Newest indie theatre creative in town, Short Straw, is excited to be presenting its maiden play – black comedy, Amnesia – to audiences next month.  Gender roles, morality and murder are all themes explored under the setting of our contemporary technological world.

“It’s a contemporary battle of the sexes,” says director Hannah Smallman about the vision of playwright Clancy Fraser. “She’s taken the modern blind date and really blown it out into the ultimate worst case scenario, but still kept it relatable. There’s also definitely some tongue in cheek social commentary on the ethics of the modern day consumerist as well. But really, I think what’s great about this play is that you often find yourself relating to the worse character, the morally “wrong” character much more than the righteous one- that’s what makes it so much fun.”

It’s no surprise then that Smallman’s initial attraction to the play was the genre.

“I love working on black comedies and those things that are a little left of centre” she says. “I like the fact that with a black comedy you’re offering a different form of release to your audience, they can find humour, intrigue and inappropriateness all at once. This I like as I think it’s too easy sometimes to make your audience feel ‘comfortable’ and I find with a black comedy, you can take people out of their comfort zone.
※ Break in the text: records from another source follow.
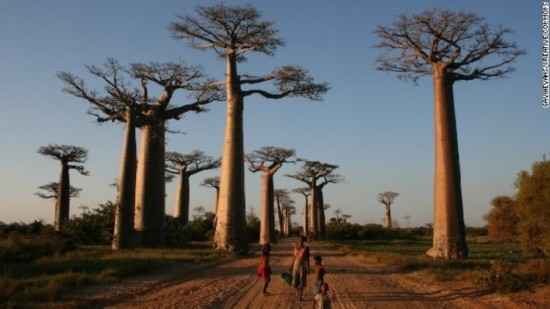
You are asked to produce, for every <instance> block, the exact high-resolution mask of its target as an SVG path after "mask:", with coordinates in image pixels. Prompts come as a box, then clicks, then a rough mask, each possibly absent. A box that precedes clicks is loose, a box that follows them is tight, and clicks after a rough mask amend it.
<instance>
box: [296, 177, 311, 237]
mask: <svg viewBox="0 0 550 309" xmlns="http://www.w3.org/2000/svg"><path fill="white" fill-rule="evenodd" d="M292 192H294V193H299V194H301V195H303V196H304V198H305V203H304V224H303V235H304V236H308V235H309V221H310V219H309V196H310V195H311V189H309V188H308V187H301V188H296V189H294V190H292Z"/></svg>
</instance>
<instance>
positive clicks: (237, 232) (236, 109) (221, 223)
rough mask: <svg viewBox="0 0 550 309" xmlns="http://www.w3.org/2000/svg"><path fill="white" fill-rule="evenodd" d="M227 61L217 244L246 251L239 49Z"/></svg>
mask: <svg viewBox="0 0 550 309" xmlns="http://www.w3.org/2000/svg"><path fill="white" fill-rule="evenodd" d="M226 64H227V66H226V76H227V80H226V94H227V113H226V119H225V121H226V123H225V135H224V142H223V152H222V167H221V176H220V201H219V207H218V213H217V215H218V220H217V221H216V231H215V233H214V247H215V248H219V249H224V250H227V251H232V252H235V253H238V254H246V253H247V252H248V237H247V235H246V209H245V189H244V138H243V109H244V99H243V94H242V91H241V87H240V82H239V77H238V74H237V55H236V54H235V51H231V50H229V51H228V53H227V56H226Z"/></svg>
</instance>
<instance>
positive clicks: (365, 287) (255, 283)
mask: <svg viewBox="0 0 550 309" xmlns="http://www.w3.org/2000/svg"><path fill="white" fill-rule="evenodd" d="M293 245H294V242H293V241H292V240H283V241H281V242H280V243H279V244H278V245H274V246H273V249H272V255H271V266H272V268H273V271H274V274H273V276H272V282H271V285H270V286H269V289H268V291H269V293H270V295H267V296H262V293H261V292H262V284H263V281H262V280H263V279H261V278H258V277H257V276H256V268H257V265H258V253H257V252H256V254H254V255H252V257H250V258H244V259H236V260H232V261H230V262H227V263H223V264H203V265H192V266H182V267H177V268H174V269H173V270H172V271H170V272H169V273H163V274H158V275H155V276H144V277H140V278H133V279H127V280H125V281H123V282H119V283H116V284H112V285H109V286H101V287H90V288H85V289H83V290H82V291H80V292H79V293H76V294H74V295H71V296H70V297H68V298H67V299H66V300H64V301H62V302H56V303H50V304H48V305H47V306H46V307H48V308H83V307H86V308H132V309H136V308H277V309H282V308H311V307H312V304H313V294H312V285H313V280H314V278H313V276H312V275H310V276H309V279H308V286H307V288H306V290H305V293H304V295H305V300H304V301H301V302H299V301H297V300H296V299H295V291H294V290H293V289H291V288H289V287H287V286H285V285H284V284H283V281H282V280H281V279H280V277H279V275H280V274H281V273H282V272H283V271H285V270H286V269H288V267H289V265H290V263H291V255H292V246H293ZM309 245H310V248H311V254H312V256H313V255H315V254H320V255H321V256H323V264H324V265H325V268H326V270H327V276H326V281H327V282H328V283H329V285H330V286H331V288H332V292H333V293H335V295H336V300H335V302H334V303H333V308H406V309H411V308H498V309H506V308H550V301H549V300H544V299H540V297H538V298H537V295H536V293H532V294H529V293H527V294H519V295H518V294H516V295H514V296H513V297H512V296H503V295H497V294H485V293H483V292H482V291H480V290H479V289H476V288H475V286H473V285H471V284H467V283H456V282H455V283H441V284H438V285H427V284H422V283H419V282H415V280H414V279H412V278H411V277H410V276H408V275H406V274H402V273H399V272H396V271H394V270H392V269H390V268H388V267H384V266H372V265H367V264H364V263H362V261H361V259H360V258H358V257H352V256H345V255H344V254H343V253H341V252H340V251H338V250H335V249H334V248H331V247H329V246H328V245H326V244H322V243H312V244H309ZM311 263H312V265H313V259H312V260H311Z"/></svg>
This is something I love to experience myself with any form of art.”

Having previously worked in the UK, this is Smallman’s first foray on the Australian stage, and she is very excited to be debuting in Melbourne, which she describes as a great city with plenty of opportunities. Her meet with Fraser occurred whilst “they were on set filming a popular channel 9 TV show about husbands…. at home!” The meet turned out to be a creatively fortuitous one.
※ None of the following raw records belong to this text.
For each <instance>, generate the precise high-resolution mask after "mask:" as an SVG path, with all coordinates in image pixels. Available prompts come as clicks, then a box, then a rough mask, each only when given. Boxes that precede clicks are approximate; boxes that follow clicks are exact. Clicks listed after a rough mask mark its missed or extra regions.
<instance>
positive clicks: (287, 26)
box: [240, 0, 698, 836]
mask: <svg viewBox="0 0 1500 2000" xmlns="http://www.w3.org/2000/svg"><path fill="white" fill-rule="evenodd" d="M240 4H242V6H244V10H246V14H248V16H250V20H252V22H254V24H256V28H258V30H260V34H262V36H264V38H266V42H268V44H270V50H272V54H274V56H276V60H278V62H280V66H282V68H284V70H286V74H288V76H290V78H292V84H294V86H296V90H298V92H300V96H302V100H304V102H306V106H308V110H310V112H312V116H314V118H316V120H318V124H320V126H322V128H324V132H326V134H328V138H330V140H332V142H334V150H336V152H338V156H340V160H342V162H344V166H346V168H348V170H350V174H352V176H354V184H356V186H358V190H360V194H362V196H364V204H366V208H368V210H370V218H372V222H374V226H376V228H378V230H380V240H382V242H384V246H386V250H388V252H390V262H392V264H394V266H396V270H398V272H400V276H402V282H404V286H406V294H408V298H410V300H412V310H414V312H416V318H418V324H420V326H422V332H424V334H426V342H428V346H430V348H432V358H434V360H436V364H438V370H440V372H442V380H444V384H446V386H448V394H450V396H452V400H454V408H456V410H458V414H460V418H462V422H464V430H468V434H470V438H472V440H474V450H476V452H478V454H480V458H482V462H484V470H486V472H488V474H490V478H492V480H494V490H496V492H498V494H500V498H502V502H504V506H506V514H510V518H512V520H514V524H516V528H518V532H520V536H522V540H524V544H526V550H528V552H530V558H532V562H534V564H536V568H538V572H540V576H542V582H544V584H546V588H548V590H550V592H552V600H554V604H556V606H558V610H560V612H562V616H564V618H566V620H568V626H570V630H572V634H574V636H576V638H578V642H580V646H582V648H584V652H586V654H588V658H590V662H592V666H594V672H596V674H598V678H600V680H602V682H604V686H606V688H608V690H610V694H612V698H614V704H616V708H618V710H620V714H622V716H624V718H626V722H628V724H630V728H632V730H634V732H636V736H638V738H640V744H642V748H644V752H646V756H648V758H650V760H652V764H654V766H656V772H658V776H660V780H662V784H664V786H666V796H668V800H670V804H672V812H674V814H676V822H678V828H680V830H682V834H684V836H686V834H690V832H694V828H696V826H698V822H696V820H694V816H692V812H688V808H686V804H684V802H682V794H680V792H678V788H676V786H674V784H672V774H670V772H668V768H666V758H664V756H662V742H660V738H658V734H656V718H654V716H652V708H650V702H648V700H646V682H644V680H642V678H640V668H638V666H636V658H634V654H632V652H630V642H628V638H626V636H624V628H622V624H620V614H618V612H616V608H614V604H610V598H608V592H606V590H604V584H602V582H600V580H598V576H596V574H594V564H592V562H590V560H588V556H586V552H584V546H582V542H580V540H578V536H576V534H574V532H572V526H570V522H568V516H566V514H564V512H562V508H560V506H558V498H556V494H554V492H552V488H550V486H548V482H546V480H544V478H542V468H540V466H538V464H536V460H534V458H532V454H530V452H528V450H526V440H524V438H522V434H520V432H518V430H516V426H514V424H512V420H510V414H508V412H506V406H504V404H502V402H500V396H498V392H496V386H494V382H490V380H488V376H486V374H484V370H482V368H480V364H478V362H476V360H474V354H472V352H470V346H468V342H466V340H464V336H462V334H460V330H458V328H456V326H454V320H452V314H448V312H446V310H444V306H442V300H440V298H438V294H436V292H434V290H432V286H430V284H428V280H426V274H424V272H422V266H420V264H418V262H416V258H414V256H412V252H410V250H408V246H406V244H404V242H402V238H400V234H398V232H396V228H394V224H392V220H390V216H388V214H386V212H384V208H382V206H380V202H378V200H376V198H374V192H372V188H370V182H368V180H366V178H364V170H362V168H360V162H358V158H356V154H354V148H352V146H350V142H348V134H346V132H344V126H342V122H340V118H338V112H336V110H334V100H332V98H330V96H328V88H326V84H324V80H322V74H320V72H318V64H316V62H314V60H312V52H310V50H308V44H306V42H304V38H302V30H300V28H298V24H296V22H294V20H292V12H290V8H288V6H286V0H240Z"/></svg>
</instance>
“We discussed our own experiences in both acting, producing and directing and decided to keep the conversation going, off set. Clancy presented me with a few ideas after discussing previous work and those things that we like and didn’t like. I spoke of having studied at The Central School of Speech & Drama and having owned my own theatre company back in the U.K.  and the type of work I was attracted to. Soon after that, Clancy and I decided to set up Short Straw and so now we are both co-founders of our own theatre company.”
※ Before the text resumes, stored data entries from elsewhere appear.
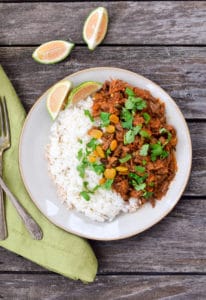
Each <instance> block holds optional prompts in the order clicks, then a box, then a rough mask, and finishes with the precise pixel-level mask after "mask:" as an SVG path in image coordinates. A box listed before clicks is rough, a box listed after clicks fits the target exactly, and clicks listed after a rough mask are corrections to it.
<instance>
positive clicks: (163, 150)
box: [160, 150, 169, 159]
mask: <svg viewBox="0 0 206 300" xmlns="http://www.w3.org/2000/svg"><path fill="white" fill-rule="evenodd" d="M168 155H169V152H168V151H166V150H163V151H162V153H161V155H160V158H162V159H164V158H166V157H168Z"/></svg>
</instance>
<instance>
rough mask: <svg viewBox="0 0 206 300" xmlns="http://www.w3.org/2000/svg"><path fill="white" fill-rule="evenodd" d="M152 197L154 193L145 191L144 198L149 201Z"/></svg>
mask: <svg viewBox="0 0 206 300" xmlns="http://www.w3.org/2000/svg"><path fill="white" fill-rule="evenodd" d="M152 195H153V192H148V191H145V192H144V194H143V197H144V198H146V199H149V198H150V197H152Z"/></svg>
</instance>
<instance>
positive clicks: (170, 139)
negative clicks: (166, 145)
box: [159, 128, 172, 146]
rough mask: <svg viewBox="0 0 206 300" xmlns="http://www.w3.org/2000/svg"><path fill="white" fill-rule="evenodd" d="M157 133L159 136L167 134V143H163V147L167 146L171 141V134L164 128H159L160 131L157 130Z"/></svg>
mask: <svg viewBox="0 0 206 300" xmlns="http://www.w3.org/2000/svg"><path fill="white" fill-rule="evenodd" d="M159 133H160V134H164V133H167V141H166V143H164V146H165V145H166V144H168V143H169V141H170V140H171V138H172V134H171V133H170V132H169V131H168V130H167V129H166V128H161V129H160V130H159Z"/></svg>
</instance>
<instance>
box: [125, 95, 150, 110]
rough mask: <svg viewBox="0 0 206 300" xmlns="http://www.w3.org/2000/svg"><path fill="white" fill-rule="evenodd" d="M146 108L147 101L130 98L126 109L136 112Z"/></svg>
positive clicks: (126, 102)
mask: <svg viewBox="0 0 206 300" xmlns="http://www.w3.org/2000/svg"><path fill="white" fill-rule="evenodd" d="M146 107H147V104H146V101H145V100H143V99H142V98H140V97H134V96H129V97H128V99H127V100H126V102H125V108H126V109H128V110H133V111H136V110H142V109H143V108H146Z"/></svg>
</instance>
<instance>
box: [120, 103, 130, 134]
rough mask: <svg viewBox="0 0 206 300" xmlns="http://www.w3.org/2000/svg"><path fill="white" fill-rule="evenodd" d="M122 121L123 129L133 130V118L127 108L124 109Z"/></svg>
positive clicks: (123, 108) (121, 116)
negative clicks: (132, 125) (129, 129)
mask: <svg viewBox="0 0 206 300" xmlns="http://www.w3.org/2000/svg"><path fill="white" fill-rule="evenodd" d="M121 119H122V120H123V121H124V122H122V127H123V128H127V129H131V128H132V122H133V116H132V114H131V112H130V111H128V110H127V109H126V108H125V107H123V109H122V112H121Z"/></svg>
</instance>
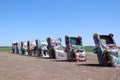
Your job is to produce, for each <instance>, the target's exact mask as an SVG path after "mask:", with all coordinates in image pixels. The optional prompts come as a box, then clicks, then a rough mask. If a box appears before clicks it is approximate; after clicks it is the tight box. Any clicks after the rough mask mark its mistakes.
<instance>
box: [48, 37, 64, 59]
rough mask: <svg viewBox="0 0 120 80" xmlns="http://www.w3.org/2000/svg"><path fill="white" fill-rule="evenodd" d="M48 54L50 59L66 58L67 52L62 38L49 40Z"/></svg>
mask: <svg viewBox="0 0 120 80" xmlns="http://www.w3.org/2000/svg"><path fill="white" fill-rule="evenodd" d="M47 42H48V53H49V56H50V58H56V59H61V58H65V52H64V49H63V46H62V45H61V38H47Z"/></svg>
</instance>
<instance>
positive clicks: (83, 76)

The play features an intimate cast of two. Not a favourite for some directors because they perhaps see it as a restriction  but Smallman relishes the intimacy.

“I love working with a smaller cast as you can really dedicate your time and energy into the right things, ” she explains. “It allows you to really focus, to get to know your actors, to take the time to break down the script, pull it apart and put it back together again. As a director, you can work closely with your actors, discussing their characters in much more depth than if you had the same rehearsal period but a larger cast. I can also use my training as an actor to work with my cast making sure they feel nothing but comfortable with what I’m asking, confident and well prepared.”

Amnesia w-logo finished - Copy Smallman and Fraser are interested in creating theatre that is both accessible and challenging. Their new emerging company is tackling their first show with the credo that serves the company:

“On our website, we proudly wrote: ‘Sometimes dark. Sometimes funny. Always entertaining. Creative theatre that trills and engages, without the wank’. And I think this perfectly sums up what Short Straw is about – good, honest theatre without the airs and graces.”

Amnesia is billed as ‘pulling no punches.’ In the modern age of internet dating, Amnesia promises thrills and spills till the very end. Says Smallman: “I’m not necessarily saying it’ll be life changing but you will come out of it a happier, healthier, better looking, more successful, popular version of yourself. Or, you know, just come for a good time and support theatre made right here in Melbourne.”